On Implementing Projected Gradient Descent to Attack LLMs

Notes on implementing the 2025 paper, "Attacking Large Language Models with Projected Gradient Descent"

Introduction

This post delves into the paper, Attacking LLMs with Projected Gradient Descent, my experience implementing its methodology in PyTorch, and subsequent explorations.

All references to methodology are drawn from the paper unless otherwise noted.

The paper highlights that if the rate of adoption and application of LLMs outpaces efforts towards ensuring their alignment and safety, their vulnerabilities will manifest with harmful repercussions.

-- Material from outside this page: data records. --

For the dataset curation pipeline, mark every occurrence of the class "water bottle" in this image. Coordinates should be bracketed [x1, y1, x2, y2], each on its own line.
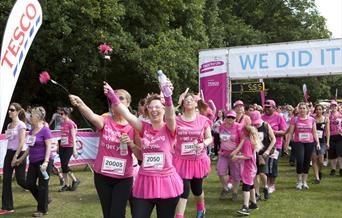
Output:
[120, 142, 128, 156]
[157, 70, 172, 97]
[40, 165, 50, 180]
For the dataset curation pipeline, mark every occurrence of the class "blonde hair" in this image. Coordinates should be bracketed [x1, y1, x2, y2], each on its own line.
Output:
[245, 125, 264, 151]
[31, 106, 46, 121]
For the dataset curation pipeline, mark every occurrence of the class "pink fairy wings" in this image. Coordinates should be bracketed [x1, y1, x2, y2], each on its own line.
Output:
[39, 71, 51, 84]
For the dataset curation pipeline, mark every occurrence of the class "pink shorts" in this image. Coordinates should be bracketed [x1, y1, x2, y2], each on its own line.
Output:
[216, 155, 242, 182]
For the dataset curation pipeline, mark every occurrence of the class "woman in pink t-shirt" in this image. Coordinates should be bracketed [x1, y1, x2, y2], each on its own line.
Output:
[0, 103, 26, 215]
[286, 102, 320, 189]
[232, 125, 263, 215]
[217, 111, 243, 201]
[104, 83, 183, 218]
[58, 107, 80, 192]
[173, 93, 212, 218]
[69, 89, 139, 218]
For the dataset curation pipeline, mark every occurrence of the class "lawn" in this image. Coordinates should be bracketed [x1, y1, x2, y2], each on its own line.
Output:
[1, 158, 342, 218]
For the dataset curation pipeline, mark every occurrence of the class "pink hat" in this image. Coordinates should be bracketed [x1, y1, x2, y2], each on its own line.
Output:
[248, 111, 262, 125]
[226, 110, 236, 117]
[265, 100, 277, 107]
[330, 100, 338, 106]
[233, 100, 244, 107]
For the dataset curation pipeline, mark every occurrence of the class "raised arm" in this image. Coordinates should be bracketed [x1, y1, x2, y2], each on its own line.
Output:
[103, 82, 142, 133]
[69, 95, 104, 129]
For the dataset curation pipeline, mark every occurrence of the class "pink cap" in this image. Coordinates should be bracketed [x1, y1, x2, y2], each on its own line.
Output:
[330, 100, 338, 106]
[265, 100, 277, 107]
[226, 110, 236, 117]
[233, 100, 244, 107]
[248, 111, 262, 125]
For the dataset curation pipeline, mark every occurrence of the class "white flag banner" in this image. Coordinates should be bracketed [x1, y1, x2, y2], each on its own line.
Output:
[0, 0, 43, 130]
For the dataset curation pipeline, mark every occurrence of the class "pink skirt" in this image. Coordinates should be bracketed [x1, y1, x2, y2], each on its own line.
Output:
[133, 172, 183, 199]
[172, 155, 210, 179]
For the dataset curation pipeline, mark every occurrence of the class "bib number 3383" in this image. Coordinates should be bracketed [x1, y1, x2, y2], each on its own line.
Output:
[143, 153, 164, 170]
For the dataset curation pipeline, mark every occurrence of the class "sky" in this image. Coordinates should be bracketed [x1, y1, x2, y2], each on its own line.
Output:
[315, 0, 342, 38]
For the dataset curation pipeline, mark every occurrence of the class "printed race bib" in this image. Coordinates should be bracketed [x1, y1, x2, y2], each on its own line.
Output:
[298, 132, 310, 141]
[61, 136, 69, 145]
[181, 142, 196, 155]
[5, 129, 14, 139]
[220, 133, 230, 142]
[26, 135, 36, 147]
[143, 153, 164, 170]
[317, 130, 323, 139]
[101, 156, 126, 176]
[258, 132, 264, 141]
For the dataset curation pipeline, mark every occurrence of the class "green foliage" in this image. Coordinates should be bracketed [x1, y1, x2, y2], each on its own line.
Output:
[0, 0, 336, 126]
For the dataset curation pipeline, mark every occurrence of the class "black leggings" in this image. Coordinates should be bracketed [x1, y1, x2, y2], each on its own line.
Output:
[59, 146, 74, 173]
[94, 173, 133, 218]
[293, 142, 314, 174]
[181, 178, 203, 199]
[26, 160, 53, 213]
[132, 196, 179, 218]
[1, 149, 26, 210]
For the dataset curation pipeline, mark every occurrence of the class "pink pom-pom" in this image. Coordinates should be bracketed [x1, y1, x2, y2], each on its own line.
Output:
[99, 44, 113, 54]
[39, 71, 51, 84]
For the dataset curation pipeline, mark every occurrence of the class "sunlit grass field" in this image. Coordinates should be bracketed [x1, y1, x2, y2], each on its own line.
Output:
[1, 157, 342, 218]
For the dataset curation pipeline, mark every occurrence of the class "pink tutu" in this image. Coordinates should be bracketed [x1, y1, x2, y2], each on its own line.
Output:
[173, 155, 211, 179]
[133, 171, 183, 199]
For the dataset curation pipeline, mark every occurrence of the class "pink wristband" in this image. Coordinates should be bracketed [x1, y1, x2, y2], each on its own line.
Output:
[164, 96, 173, 107]
[107, 90, 120, 106]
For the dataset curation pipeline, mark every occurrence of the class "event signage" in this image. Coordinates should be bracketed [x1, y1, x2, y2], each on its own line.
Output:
[0, 0, 43, 130]
[228, 39, 342, 80]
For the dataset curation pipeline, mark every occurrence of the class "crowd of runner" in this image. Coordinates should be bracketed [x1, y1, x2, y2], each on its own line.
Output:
[0, 74, 342, 218]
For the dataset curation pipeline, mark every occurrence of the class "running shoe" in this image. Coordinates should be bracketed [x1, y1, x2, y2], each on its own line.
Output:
[220, 189, 229, 200]
[196, 210, 205, 218]
[296, 181, 303, 190]
[0, 209, 14, 215]
[70, 180, 81, 191]
[263, 187, 270, 200]
[237, 205, 249, 216]
[330, 169, 336, 176]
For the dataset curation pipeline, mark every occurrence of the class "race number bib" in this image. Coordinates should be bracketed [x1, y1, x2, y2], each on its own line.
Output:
[26, 135, 36, 147]
[61, 136, 69, 145]
[5, 129, 14, 139]
[101, 156, 126, 176]
[181, 142, 196, 155]
[220, 133, 230, 142]
[298, 132, 310, 141]
[317, 130, 323, 139]
[143, 153, 164, 170]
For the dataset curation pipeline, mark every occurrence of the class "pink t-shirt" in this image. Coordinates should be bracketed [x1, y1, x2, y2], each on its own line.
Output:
[5, 121, 26, 151]
[261, 112, 286, 149]
[94, 116, 134, 178]
[60, 120, 77, 148]
[329, 112, 342, 135]
[220, 122, 242, 155]
[240, 137, 257, 185]
[139, 121, 176, 176]
[290, 116, 316, 143]
[175, 114, 210, 160]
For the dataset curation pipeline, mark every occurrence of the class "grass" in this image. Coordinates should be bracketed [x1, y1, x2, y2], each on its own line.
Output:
[1, 158, 342, 218]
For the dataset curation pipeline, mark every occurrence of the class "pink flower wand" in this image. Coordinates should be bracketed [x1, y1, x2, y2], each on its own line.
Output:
[39, 71, 70, 95]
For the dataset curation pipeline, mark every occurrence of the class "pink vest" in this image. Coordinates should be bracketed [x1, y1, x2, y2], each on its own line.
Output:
[175, 114, 210, 160]
[94, 116, 134, 178]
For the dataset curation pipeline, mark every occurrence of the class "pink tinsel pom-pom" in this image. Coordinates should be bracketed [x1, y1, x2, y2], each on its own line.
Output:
[39, 71, 51, 84]
[99, 44, 113, 54]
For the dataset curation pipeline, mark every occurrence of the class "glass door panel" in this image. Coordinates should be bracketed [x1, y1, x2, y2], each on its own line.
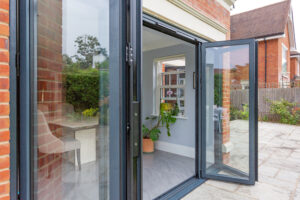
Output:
[31, 0, 110, 200]
[142, 26, 196, 200]
[202, 40, 255, 184]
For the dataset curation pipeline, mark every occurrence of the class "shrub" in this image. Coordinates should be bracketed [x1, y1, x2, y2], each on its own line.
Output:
[63, 68, 109, 112]
[230, 104, 249, 120]
[267, 99, 300, 125]
[214, 74, 223, 107]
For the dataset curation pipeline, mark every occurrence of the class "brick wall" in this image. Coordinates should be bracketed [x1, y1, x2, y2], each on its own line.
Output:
[35, 0, 63, 200]
[0, 0, 10, 200]
[290, 58, 299, 80]
[258, 23, 291, 88]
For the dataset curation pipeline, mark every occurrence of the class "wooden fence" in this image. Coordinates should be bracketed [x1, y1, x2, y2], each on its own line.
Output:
[230, 88, 300, 118]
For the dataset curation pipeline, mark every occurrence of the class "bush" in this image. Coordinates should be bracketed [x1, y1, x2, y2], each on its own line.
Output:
[230, 104, 249, 120]
[214, 74, 223, 107]
[63, 68, 109, 112]
[267, 99, 300, 125]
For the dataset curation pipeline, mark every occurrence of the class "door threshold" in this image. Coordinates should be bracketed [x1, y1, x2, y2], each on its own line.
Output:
[155, 177, 207, 200]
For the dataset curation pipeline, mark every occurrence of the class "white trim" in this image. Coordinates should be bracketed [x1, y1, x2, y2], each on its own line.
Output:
[256, 34, 285, 42]
[155, 141, 195, 158]
[168, 0, 230, 34]
[143, 0, 226, 41]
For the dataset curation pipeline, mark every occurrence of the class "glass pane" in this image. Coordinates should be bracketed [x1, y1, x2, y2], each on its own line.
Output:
[206, 45, 249, 180]
[141, 27, 196, 200]
[32, 0, 110, 200]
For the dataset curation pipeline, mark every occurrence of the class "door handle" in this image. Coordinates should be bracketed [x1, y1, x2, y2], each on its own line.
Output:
[131, 101, 141, 157]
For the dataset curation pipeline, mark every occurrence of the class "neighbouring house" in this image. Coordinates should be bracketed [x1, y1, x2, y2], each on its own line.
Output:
[0, 0, 262, 200]
[291, 51, 300, 87]
[231, 0, 299, 88]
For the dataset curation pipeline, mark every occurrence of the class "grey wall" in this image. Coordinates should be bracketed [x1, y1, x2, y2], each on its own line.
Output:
[142, 44, 196, 147]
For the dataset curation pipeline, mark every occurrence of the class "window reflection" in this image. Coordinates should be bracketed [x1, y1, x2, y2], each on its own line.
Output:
[34, 0, 109, 200]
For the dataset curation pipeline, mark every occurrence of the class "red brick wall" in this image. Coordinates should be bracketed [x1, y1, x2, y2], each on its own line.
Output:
[290, 58, 299, 80]
[258, 24, 291, 88]
[35, 0, 63, 200]
[0, 0, 10, 200]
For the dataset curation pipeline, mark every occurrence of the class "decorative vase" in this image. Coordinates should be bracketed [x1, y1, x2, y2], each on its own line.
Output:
[143, 138, 154, 153]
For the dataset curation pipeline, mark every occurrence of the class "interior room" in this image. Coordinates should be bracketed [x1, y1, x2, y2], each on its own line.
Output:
[142, 27, 196, 200]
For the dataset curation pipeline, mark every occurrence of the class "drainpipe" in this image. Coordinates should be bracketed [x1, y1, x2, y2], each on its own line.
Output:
[265, 38, 268, 88]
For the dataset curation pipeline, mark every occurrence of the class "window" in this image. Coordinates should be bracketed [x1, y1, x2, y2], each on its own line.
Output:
[282, 45, 287, 74]
[153, 57, 186, 116]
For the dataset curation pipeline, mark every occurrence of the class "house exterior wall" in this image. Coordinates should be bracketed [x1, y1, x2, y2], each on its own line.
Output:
[278, 25, 291, 87]
[290, 58, 299, 80]
[258, 39, 279, 88]
[35, 0, 63, 200]
[143, 0, 230, 41]
[0, 0, 10, 200]
[258, 26, 291, 88]
[0, 0, 237, 200]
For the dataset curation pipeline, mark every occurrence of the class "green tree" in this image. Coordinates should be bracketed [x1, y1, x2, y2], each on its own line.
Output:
[73, 35, 107, 69]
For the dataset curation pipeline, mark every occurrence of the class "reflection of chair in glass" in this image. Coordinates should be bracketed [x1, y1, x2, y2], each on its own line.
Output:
[38, 110, 81, 170]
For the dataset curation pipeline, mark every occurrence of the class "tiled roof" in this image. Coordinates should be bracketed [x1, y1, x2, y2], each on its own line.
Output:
[231, 0, 291, 40]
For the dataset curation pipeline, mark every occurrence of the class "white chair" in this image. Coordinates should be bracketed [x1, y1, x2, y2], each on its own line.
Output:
[38, 110, 81, 170]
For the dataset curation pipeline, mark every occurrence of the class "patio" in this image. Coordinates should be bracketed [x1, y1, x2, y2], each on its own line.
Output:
[184, 122, 300, 200]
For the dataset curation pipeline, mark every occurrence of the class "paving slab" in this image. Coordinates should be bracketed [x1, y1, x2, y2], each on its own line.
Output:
[183, 122, 300, 200]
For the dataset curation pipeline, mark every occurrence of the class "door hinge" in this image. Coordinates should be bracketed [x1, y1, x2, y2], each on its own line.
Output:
[126, 44, 133, 66]
[16, 52, 20, 76]
[126, 122, 130, 133]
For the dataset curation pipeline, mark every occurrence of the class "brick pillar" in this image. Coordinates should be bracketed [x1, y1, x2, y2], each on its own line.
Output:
[0, 0, 10, 200]
[35, 0, 63, 200]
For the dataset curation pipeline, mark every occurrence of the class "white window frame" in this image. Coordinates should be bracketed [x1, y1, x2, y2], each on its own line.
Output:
[152, 55, 186, 118]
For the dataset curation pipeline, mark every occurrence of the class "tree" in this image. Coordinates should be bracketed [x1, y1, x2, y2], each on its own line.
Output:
[73, 35, 107, 69]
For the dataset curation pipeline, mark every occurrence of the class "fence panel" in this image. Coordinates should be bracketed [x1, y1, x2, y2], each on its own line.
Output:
[230, 88, 300, 117]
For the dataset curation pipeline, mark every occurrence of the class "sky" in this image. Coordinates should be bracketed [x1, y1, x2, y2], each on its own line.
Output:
[231, 0, 300, 51]
[63, 0, 109, 56]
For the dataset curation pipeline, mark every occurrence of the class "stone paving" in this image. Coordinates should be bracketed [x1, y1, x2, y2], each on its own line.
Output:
[183, 122, 300, 200]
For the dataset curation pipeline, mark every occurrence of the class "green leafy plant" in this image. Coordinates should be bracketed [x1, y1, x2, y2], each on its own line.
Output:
[82, 108, 99, 117]
[267, 99, 300, 125]
[241, 104, 249, 120]
[230, 106, 240, 121]
[142, 104, 179, 141]
[214, 74, 223, 107]
[63, 68, 109, 113]
[230, 104, 249, 120]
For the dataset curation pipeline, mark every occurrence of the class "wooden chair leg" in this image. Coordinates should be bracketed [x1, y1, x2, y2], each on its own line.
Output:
[76, 149, 81, 170]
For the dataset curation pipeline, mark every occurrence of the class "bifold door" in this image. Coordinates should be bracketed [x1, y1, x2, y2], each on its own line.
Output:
[200, 40, 257, 184]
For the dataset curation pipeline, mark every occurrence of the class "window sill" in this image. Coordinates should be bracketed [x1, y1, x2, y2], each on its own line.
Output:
[151, 114, 189, 120]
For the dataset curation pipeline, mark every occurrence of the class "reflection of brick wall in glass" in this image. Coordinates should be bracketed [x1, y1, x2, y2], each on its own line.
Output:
[35, 0, 63, 200]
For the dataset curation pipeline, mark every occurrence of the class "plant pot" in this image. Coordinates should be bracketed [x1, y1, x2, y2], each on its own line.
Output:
[143, 138, 154, 153]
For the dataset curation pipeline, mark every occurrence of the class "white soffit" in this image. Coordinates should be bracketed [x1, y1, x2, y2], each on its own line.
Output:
[143, 0, 226, 41]
[143, 27, 184, 51]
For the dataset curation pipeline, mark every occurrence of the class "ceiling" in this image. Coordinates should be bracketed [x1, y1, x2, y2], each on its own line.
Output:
[143, 27, 185, 51]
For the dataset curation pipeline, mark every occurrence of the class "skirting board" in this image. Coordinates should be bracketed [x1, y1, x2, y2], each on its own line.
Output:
[155, 141, 195, 158]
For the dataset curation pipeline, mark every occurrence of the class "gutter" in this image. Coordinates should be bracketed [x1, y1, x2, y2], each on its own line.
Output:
[256, 34, 285, 42]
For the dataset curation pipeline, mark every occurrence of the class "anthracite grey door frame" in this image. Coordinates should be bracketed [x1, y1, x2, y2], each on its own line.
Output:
[18, 0, 127, 200]
[9, 0, 19, 200]
[201, 39, 257, 185]
[139, 14, 207, 200]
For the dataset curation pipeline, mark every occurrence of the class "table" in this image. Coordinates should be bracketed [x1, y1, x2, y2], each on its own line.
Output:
[48, 119, 99, 165]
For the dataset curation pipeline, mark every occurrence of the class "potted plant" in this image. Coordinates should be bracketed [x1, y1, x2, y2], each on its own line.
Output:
[142, 103, 179, 153]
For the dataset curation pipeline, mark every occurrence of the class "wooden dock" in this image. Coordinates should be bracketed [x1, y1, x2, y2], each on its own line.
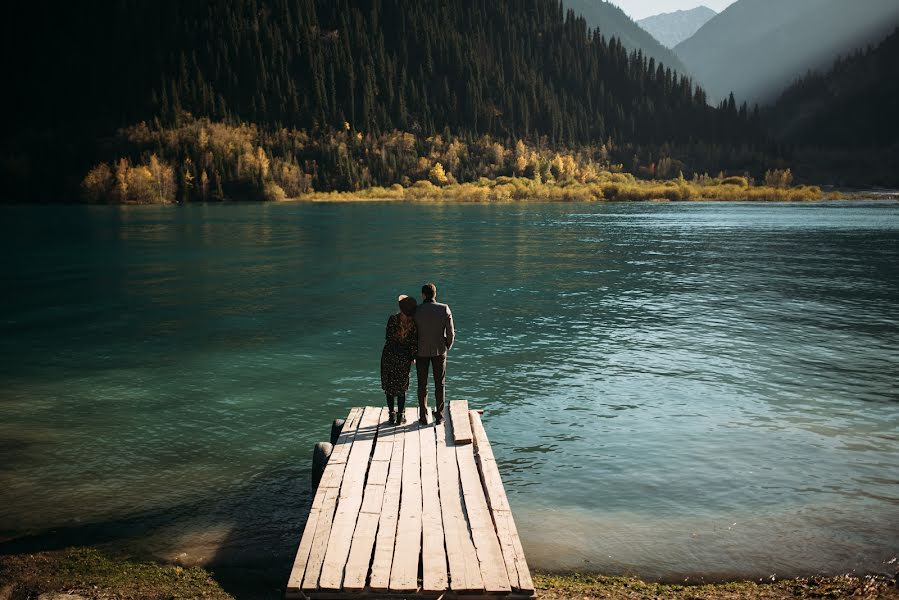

The 2025 paper by Geisler et al. highlights a specific form of attack applicable to open-weight large language models. An ill-intentioned user input \(I\) by itself is insufficient to prompt an LLM to generate harmful content \(C\), typically eliciting a safety response:

I'm a helpful assistant and cannot assist with that request...

However, by appending a tuned ‘adversarial’ prefix and/or suffix \(P\), \(S\) to the input, forming \(P \circ I \circ S\), the LLM can be manipulated into producing the undesired content \(C\).

\[P(C | P \circ I \circ S) >> P(C | I)\]

Note: \(\circ\) above is the concatenation operator.

Background

The attack draws inspiration from adding noise as adversarial perturbations to images in computer vision tasks, resulting in misclassifications. However, unlike images where pixel values are continuous, text inputs to LLMs are discrete, integral indices drawn from a vocabulary, making direct gradient-based perturbations infeasible.

So given an open-weight LLM, a malicious user prompt \(U\), and a target prefix \(T\) representative of a continuation of malicious content, the task is to find an adversarial suffix X that when attached to the user prompt, “jailbreaks” the LLM into generating the target T.

*Note that both prefix and/or suffix can be used.

Mathematically,

\[\arg\max_{X} P(LLM(U \circ X) = T || T')\]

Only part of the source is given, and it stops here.